Studies on the site of biosynthesis of acidic glycoproteins of guinea-pig serum

Abstract

Studies were carried out to determine the cellular and subcellular site of biosynthesis of components of fraction I, an a-globulin fraction containing acidic glycoproteins isolated from guinea-pig serum. L-[U-14C] Leucine or -valine and D-[1-14C]gluco-samine were used as precursors. A lag of about 10 min. occurred before appreciable label appeared in fraction I of serum after injection of leucine or glucosamine. Label in fraction I after 60 min. labelling with glucosamine was present almost entirely in hexosamine and sialic acid.

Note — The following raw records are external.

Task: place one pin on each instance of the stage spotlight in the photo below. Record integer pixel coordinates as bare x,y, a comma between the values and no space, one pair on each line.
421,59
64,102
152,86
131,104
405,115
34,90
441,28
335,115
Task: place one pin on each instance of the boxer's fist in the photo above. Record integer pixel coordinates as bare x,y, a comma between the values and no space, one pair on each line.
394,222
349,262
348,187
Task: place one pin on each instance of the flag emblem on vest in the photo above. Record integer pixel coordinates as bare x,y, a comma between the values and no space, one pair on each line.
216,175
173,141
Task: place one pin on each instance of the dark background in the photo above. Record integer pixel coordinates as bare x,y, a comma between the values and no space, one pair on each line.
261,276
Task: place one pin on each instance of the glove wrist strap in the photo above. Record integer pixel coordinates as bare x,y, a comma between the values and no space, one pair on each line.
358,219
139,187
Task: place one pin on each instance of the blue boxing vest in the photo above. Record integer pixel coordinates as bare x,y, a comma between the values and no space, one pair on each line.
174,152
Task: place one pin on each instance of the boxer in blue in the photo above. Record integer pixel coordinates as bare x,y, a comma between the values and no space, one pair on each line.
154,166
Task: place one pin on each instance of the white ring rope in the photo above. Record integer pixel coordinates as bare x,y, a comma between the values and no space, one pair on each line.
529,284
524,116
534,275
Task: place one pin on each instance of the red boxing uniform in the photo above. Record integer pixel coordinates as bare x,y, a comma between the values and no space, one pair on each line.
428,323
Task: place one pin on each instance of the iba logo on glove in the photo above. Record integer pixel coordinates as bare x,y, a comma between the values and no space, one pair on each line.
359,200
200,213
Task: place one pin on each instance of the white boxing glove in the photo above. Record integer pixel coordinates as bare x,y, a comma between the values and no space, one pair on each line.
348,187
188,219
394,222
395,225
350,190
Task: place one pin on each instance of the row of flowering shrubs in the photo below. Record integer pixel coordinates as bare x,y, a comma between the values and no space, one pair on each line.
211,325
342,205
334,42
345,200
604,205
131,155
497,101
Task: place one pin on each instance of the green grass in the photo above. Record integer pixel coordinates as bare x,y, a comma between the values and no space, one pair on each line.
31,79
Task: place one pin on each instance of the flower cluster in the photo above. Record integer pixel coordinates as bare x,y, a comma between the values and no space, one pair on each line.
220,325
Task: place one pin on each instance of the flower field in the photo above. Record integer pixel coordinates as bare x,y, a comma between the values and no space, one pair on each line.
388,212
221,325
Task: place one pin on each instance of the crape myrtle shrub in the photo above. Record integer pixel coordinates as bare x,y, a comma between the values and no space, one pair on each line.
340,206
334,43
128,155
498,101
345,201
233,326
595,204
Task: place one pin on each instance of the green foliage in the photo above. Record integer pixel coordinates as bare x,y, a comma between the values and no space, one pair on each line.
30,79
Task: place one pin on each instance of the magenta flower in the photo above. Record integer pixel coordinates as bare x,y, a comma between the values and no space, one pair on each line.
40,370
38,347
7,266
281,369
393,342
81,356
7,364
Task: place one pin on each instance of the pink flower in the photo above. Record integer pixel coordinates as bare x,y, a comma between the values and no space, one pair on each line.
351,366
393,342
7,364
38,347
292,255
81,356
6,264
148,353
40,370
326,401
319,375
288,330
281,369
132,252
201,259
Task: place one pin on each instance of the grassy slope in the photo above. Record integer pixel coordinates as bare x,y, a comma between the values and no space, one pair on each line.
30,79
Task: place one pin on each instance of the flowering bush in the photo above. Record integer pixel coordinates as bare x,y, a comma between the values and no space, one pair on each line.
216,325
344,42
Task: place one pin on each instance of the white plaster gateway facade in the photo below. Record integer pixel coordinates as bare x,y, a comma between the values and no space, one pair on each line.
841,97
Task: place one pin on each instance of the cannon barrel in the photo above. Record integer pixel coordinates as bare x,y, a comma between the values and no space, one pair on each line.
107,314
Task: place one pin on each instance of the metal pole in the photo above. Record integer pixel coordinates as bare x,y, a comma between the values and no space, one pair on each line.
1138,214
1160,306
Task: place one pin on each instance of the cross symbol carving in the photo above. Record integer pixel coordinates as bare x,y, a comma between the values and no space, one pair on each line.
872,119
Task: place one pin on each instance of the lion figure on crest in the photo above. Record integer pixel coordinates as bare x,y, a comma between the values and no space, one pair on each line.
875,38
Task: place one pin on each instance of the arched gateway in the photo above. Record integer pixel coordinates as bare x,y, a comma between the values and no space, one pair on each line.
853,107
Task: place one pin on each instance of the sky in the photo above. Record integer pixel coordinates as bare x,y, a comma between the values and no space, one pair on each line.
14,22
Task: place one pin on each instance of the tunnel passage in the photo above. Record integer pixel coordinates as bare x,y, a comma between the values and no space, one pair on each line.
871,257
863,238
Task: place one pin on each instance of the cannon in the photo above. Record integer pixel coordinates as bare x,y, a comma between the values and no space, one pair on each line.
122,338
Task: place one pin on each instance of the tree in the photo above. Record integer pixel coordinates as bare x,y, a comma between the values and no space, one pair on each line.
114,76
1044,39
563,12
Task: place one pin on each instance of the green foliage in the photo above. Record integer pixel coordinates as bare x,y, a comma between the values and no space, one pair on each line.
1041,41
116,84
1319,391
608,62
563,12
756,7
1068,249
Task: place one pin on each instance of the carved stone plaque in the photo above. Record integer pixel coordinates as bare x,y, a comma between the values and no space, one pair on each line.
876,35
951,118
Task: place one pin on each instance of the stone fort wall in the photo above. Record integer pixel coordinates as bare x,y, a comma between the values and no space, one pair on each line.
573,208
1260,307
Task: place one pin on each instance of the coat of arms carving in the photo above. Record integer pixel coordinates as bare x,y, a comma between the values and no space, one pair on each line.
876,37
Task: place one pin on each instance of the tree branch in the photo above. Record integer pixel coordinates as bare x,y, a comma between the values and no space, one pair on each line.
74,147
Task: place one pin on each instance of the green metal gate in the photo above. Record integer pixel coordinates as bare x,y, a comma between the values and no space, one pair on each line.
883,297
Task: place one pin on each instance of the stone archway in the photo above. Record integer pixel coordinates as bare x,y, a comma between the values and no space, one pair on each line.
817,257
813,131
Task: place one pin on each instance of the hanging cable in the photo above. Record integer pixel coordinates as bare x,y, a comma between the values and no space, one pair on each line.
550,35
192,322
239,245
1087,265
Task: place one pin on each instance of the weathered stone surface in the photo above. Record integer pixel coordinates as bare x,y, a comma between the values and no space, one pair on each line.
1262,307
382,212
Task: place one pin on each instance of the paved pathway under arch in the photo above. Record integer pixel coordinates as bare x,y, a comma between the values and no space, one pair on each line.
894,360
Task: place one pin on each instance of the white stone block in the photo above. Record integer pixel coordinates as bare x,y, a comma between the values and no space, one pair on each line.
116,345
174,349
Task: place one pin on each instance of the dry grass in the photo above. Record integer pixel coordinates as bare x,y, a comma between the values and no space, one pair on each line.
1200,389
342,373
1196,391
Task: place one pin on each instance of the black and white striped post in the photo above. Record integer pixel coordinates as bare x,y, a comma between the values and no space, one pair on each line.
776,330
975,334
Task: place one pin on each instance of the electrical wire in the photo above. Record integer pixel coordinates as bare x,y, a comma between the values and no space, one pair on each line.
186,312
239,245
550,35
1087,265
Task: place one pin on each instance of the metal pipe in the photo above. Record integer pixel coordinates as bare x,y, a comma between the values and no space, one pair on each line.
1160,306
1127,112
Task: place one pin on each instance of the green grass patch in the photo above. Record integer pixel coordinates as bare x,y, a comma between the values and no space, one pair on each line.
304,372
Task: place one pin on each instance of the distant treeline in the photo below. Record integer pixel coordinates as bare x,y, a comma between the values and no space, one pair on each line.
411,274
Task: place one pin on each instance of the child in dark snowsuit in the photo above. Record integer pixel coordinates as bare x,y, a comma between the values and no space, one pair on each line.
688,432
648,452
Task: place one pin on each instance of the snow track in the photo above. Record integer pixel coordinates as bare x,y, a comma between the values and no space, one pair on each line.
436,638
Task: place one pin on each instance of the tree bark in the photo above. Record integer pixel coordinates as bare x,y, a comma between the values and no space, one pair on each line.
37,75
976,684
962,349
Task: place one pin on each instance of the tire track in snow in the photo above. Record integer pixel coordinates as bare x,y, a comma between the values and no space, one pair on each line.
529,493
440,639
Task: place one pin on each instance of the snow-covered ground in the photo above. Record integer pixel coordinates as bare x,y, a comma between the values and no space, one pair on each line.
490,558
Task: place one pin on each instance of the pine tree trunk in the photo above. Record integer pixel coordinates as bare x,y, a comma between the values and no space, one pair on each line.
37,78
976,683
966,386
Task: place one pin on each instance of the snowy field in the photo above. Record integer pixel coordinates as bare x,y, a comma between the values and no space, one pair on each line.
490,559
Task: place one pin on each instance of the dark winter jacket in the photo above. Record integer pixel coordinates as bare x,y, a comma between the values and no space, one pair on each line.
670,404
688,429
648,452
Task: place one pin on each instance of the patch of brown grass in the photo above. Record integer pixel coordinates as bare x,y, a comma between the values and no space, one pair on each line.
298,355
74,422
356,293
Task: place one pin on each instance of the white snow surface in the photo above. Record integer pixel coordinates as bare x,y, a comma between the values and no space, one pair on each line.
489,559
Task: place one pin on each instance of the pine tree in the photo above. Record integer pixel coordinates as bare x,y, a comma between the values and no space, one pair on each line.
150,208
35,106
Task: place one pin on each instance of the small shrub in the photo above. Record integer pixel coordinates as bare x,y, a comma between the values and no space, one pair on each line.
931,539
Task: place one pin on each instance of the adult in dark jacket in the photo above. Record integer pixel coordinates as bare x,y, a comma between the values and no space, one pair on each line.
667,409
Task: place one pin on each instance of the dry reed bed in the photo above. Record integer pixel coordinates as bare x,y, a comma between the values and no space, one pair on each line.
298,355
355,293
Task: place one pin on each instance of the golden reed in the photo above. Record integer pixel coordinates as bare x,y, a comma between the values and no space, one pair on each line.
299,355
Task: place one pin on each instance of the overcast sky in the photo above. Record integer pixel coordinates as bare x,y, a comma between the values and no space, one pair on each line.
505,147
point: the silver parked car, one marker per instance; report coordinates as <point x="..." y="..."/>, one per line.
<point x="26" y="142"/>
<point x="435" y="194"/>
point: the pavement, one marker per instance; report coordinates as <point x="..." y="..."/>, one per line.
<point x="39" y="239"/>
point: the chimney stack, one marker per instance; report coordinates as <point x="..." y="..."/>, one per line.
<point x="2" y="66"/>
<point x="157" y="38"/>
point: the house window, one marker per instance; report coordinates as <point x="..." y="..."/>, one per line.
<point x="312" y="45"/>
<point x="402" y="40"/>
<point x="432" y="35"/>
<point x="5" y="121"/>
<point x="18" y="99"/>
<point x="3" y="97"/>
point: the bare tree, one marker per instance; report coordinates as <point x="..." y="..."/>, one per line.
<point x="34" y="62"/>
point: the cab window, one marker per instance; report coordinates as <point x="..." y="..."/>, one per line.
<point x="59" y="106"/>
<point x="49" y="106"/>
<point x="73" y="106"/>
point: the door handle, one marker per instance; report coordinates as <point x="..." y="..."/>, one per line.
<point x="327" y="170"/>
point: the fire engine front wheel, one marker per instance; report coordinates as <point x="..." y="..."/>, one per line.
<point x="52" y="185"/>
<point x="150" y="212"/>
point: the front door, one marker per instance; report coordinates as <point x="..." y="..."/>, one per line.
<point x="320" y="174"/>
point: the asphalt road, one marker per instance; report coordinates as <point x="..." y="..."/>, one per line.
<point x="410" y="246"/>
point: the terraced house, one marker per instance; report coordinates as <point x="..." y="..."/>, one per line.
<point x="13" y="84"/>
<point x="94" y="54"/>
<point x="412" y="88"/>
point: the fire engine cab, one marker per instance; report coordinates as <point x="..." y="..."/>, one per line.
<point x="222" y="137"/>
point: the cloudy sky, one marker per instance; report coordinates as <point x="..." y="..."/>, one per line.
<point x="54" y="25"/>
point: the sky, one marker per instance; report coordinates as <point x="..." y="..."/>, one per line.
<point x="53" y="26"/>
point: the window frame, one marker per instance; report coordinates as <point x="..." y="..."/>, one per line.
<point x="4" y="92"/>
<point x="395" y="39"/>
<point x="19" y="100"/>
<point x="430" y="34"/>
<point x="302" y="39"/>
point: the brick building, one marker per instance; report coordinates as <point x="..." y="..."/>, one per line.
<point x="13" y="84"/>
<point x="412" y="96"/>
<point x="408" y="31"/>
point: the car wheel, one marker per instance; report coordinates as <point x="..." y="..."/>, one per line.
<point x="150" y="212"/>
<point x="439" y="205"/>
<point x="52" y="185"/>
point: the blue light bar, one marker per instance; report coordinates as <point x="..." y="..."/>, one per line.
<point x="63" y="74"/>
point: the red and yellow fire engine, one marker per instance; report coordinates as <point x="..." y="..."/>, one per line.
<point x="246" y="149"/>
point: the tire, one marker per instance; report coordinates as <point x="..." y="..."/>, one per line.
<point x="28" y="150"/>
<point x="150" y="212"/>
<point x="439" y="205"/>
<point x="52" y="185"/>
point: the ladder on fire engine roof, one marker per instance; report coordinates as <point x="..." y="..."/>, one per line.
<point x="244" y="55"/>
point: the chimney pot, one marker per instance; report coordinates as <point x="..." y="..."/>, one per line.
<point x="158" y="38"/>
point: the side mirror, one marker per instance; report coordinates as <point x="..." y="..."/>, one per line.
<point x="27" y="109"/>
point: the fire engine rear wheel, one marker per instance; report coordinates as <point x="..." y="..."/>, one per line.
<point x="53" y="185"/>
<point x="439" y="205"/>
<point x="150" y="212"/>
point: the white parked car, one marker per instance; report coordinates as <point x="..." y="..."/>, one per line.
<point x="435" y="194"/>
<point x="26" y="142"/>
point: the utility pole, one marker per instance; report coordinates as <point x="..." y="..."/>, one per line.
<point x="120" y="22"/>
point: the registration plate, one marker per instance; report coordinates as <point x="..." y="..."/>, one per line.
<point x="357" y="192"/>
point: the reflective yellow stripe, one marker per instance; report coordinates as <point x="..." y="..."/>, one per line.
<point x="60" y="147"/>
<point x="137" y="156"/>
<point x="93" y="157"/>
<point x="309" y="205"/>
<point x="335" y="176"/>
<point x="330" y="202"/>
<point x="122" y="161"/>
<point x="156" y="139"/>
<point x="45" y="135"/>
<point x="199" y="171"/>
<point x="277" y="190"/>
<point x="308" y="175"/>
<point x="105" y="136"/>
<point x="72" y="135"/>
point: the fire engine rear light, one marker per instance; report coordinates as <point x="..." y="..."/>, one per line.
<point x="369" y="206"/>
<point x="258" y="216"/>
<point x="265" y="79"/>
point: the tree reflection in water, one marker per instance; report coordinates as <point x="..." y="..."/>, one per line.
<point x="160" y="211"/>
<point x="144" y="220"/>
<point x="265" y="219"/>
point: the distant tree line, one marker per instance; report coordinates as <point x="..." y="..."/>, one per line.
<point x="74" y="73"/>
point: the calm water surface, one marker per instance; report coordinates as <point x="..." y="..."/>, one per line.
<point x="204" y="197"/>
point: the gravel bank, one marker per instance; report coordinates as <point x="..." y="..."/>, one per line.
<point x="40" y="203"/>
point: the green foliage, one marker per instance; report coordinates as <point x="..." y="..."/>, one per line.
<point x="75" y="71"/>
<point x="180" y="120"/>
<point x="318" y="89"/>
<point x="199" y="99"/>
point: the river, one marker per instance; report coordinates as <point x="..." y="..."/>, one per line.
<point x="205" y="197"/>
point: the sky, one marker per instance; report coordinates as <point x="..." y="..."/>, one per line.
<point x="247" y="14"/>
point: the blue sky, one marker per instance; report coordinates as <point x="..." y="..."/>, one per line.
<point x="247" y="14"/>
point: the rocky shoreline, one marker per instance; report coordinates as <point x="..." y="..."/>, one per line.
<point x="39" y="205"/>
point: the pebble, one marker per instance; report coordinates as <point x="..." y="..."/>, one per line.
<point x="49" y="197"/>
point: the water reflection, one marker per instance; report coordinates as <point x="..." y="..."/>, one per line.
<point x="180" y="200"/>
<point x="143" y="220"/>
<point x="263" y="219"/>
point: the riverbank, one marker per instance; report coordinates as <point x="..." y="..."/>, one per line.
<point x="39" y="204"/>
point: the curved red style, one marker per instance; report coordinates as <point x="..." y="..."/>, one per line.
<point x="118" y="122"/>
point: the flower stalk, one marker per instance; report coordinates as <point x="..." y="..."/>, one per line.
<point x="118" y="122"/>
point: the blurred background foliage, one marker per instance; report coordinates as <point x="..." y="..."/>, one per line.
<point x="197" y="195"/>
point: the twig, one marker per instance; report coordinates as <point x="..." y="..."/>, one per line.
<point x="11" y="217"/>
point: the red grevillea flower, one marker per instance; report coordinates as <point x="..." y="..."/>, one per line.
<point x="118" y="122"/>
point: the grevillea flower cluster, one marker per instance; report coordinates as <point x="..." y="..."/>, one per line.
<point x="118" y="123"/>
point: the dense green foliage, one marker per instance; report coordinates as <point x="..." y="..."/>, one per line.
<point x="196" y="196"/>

Site of synthesis was investigated by studies in vivo up to 17 min. after injection of precursor. Particulate subcellular fractions isolated from liver, spleen and kidney or homogenates of the latter two tissues were extracted with Lubrol. Extracts were allowed to react by double diffusion with antisera to fraction I or to subtractions isolated from it, and gels were subsequently subjected to radioautography. With either amino acid or glucosamine as precursor, only extracts of the microsome fraction of liver formed precipitin lines that were appreciably radioactive. The role of the microsome fraction of liver in the synthesis of these glycoproteins was confirmed by immunological studies after incubation of liver slices with leucine or glucosamine. Incorporation of leucine was also investigated in a cell-free microsome system. Material was also precipitated from certain Lubrol extract of liver microsomes by direct addition of antiserum and its radioactivity measured. Degradation of material thus precipitated and use of heterologous immune systems showed that labelling of precipitin lines represented biosynthesis. A study of extraction procedures suggested that the substances present in the microsome fraction of liver that react with specific antisera are associated with membranous structures. Most or all precipitin lines formed by Lubrol extracts of liver microsomes interacted with precipitin lines given by guinea-pig serum or fraction I, immunological identity being apparent with some lines. The microsome-bound substances thus represent serum glycoproteins or precursors of them. The distribution of label in various tissues and in the protein of subcellular fractions of liver after administration of [14C]glucosamine to the guinea pig was also studied. Some variation in results obtained with liver was found depending on the fractionation medium used.